Trimo Rejo, Inmas
Dalam rangka memperingati Hari Sumpah Pemuda ke-97, Pada Selasa 28 Oktober 2025 Madrasah Ibtidaiyah Negeri (MIN) 4 OKU Timur menyelenggarakan kegiatan upacara bendera yang berlangsung khidmat dan penuh makna. Upacara yang dilaksanakan di halaman madrasah ini diikuti oleh seluruh dewan guru, tenaga kependidikan, serta siswa-siswi dari kelas I hingga kelas VI.
Kegiatan dimulai pukul 07.00 WIB dengan barisan peserta yang sudah tertata rapi di halaman. Petugas upacara berasal dari beberapa perwakilan siswa kelas atas yang telah dilatih sebelumnya. Mereka menjalankan tugas dengan penuh tanggung jawab dan disiplin, mulai dari pembawa acara, pemimpin upacara, hingga pembaca teks Sumpah Pemuda.
Dalam amanatnya, Bapak Sugito, S.Pd,I menyampaikan pesan penting tentang semangat pemuda Indonesia yang harus menjadi teladan bagi generasi sekarang.

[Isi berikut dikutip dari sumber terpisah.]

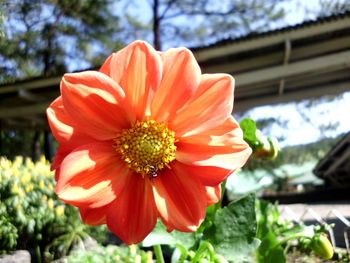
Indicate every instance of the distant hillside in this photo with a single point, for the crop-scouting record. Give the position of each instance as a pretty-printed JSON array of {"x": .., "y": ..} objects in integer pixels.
[{"x": 297, "y": 154}]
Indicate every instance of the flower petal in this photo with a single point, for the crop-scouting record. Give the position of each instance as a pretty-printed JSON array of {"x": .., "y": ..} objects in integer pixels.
[
  {"x": 95, "y": 104},
  {"x": 62, "y": 126},
  {"x": 91, "y": 176},
  {"x": 137, "y": 68},
  {"x": 209, "y": 106},
  {"x": 94, "y": 216},
  {"x": 181, "y": 77},
  {"x": 132, "y": 216},
  {"x": 180, "y": 200},
  {"x": 222, "y": 147},
  {"x": 213, "y": 194}
]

“Momentum Sumpah Pemuda mengingatkan kita bahwa kemerdekaan dan persatuan bangsa ini lahir dari semangat para pemuda yang berani melupakan perbedaan dan bersatu demi Indonesia,” ujarnya
Setelah upacara bendera selesai, suasana madrasah berubah menjadi lebih meriah. Para siswa, guru melakukan lomba kreativitas yang telah disiapkan panitia untuk memeriahkan peringatan Hari Sumpah Pemuda tahun ini.
Lomba pertama yang digelar adalah fashion show dengan tema “Pesona Budaya Indonesia”. Setiap peserta tampil mengenakan pakaian adat dari berbagai daerah seperti Sumatera Selatan, Jawa, Bali, Kalimantan, hingga Papua. Para siswa berjalan dengan percaya diri sambil memperagakan busana khas daerah mereka.

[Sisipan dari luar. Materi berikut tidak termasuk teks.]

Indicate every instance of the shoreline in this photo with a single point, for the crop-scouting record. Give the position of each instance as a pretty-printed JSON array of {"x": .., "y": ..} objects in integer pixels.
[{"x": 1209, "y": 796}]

Suasana semakin semarak dengan sorak-sorai penonton yang memberikan dukungan kepada teman-temannya. Melalui lomba ini, siswa diajak untuk lebih mengenal keberagaman budaya dan menghargai warisan leluhur bangsa.
Selain fashion show, panitia juga menggelar lomba membaca puisi bertema perjuangan dan semangat pemuda. Siswa-siswi menampilkan kemampuan mereka dalam membaca puisi dengan penuh penghayatan. Ada yang membawakan karya klasik tentang perjuangan, ada pula yang membacakan puisi ciptaan sendiri.
Beberapa peserta bahkan berhasil membuat para juri dan penonton terharu dengan penampilan mereka yang penuh semangat dan emosi. Kegiatan ini menjadi sarana bagi siswa untuk menumbuhkan kecintaan terhadap sastra, memperkaya kemampuan berbahasa, serta menanamkan nilai-nilai perjuangan dan nasionalisme.
Kegiatan peringatan Hari Sumpah Pemuda di MIN 4 OKU Timur ini tidak hanya dimaknai sebagai acara seremonial, tetapi juga sebagai sarana pendidikan karakter. Melalui kegiatan upacara dan lomba, siswa diajak memahami arti pentingnya persatuan dalam keberagaman dan bagaimana semangat para pemuda tahun 1928 bisa diimplementasikan dalam kehidupan sehari-hari di lingkungan madrasah.
Salah satu guru MIN 4 Ibu Roisatin,S.Pd menyampaikan harapannya agar peringatan Sumpah Pemuda menjadi momentum bagi siswa untuk terus menumbuhkan rasa cinta tanah air.
“Kami ingin anak-anak tidak hanya tahu tentang Sumpah Pemuda dari buku pelajaran, tetapi juga merasakannya melalui kegiatan nyata seperti ini. Dengan cara itu, nilai-nilai persatuan dan semangat kebangsaan akan lebih mudah tertanam,” ujarnya.
Seluruh rangkaian acara berlangsung dengan lancar, tertib, dan penuh keceriaan. Melalui kegiatan ini, MIN 4 OKU Timur berharap dapat menumbuhkan semangat “Pemuda Pemudi Bergerak, Indonesia Bersatu” sebagaimana tema Hari Sumpah Pemuda tahun ini.
Dengan kegiatan semacam ini, madrasah tidak hanya menjadi tempat menimba ilmu, tetapi juga ruang pembentukan karakter dan semangat kebangsaan bagi generasi penerus bangsa (Er).